SHOW JUMPER Eddie Macken yesterday rejected he had a case to answer after the International Equestrian Federation (FEI) accused him of breaching anti-doping and medication control regulations at last year’s Dublin Horse Show.
This week, the FEI revealed the Canada-based Longford man as the rider at the centre of an investigation launched after the show, with FEI spokesperson Malina Gueorguiev saying: “The case is for refusal to submit [the horse Tedechine Sept] to sample collection.”
Macken confirmed yesterday he had received the file on the case, but he questioned why the investigation had taken eight months and why the FEI had revealed his name at this stage.
“I have received one query from them and I’m very surprised at this, absolutely.
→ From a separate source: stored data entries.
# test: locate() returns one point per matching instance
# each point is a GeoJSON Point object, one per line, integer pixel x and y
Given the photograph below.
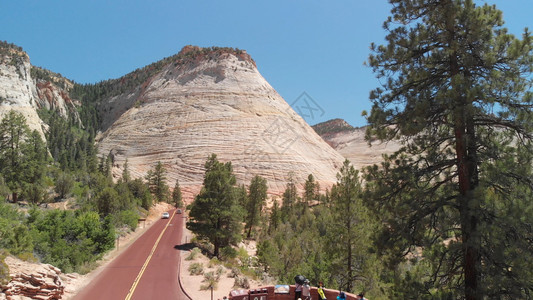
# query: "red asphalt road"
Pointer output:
{"type": "Point", "coordinates": [160, 278]}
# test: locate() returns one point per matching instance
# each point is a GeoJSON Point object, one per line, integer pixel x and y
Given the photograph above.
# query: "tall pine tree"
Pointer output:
{"type": "Point", "coordinates": [215, 213]}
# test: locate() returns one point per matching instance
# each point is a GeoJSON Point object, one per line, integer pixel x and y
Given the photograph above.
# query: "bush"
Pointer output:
{"type": "Point", "coordinates": [129, 218]}
{"type": "Point", "coordinates": [193, 254]}
{"type": "Point", "coordinates": [196, 269]}
{"type": "Point", "coordinates": [234, 273]}
{"type": "Point", "coordinates": [241, 282]}
{"type": "Point", "coordinates": [213, 262]}
{"type": "Point", "coordinates": [211, 281]}
{"type": "Point", "coordinates": [228, 253]}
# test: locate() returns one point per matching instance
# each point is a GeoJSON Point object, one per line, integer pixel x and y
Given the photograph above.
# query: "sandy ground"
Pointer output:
{"type": "Point", "coordinates": [191, 283]}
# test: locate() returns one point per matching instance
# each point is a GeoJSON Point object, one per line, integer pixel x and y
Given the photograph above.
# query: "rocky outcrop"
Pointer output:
{"type": "Point", "coordinates": [350, 142]}
{"type": "Point", "coordinates": [53, 93]}
{"type": "Point", "coordinates": [17, 90]}
{"type": "Point", "coordinates": [25, 89]}
{"type": "Point", "coordinates": [32, 281]}
{"type": "Point", "coordinates": [212, 101]}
It is totally unjustified and I am so disappointed they have named me. They have thrown my name out there and it is an attack on my reputation. It is not like I am on a doping charge or something,” said Macken from a show in California.
It is believed that Tedechine Sept had been treated for an illness prior to the show and, after Macken brought this to the attention of officials, the mare was allowed to compete.
FEI rules allow for “retrospective authorisation of medication given before the start of an event, providing such medication will not affect the horse’s performance by the time it is due to compete”.
Macken yesterday felt it would be unwise to go into detail, but the 59-year-old said he was determined to fight the accusation, explaining that Tedechine Sept was available for testing throughout the duration of last August’s show at the RDS in Dublin.
“Of course I will absolutely defend this, but at the same time, I feel I have nothing to defend... my horse was at the show from Tuesday until Sunday, until after the grand prix, at 7pm, and nobody asked to perform a test,” said Macken, who was on the team that finished second in the nations cup at the Dublin, having returned to the squad amid much hype after a 10-year break.
“When this is over, I will be delighted to highlight the mess they [FEI] have made of this. It is so pathetic and how they handle their affairs must be made public.”
Macken has until April 17 to respond to the FEI, who will then forward the file to the FEI Tribunal, which will decide on what action, if any, to take.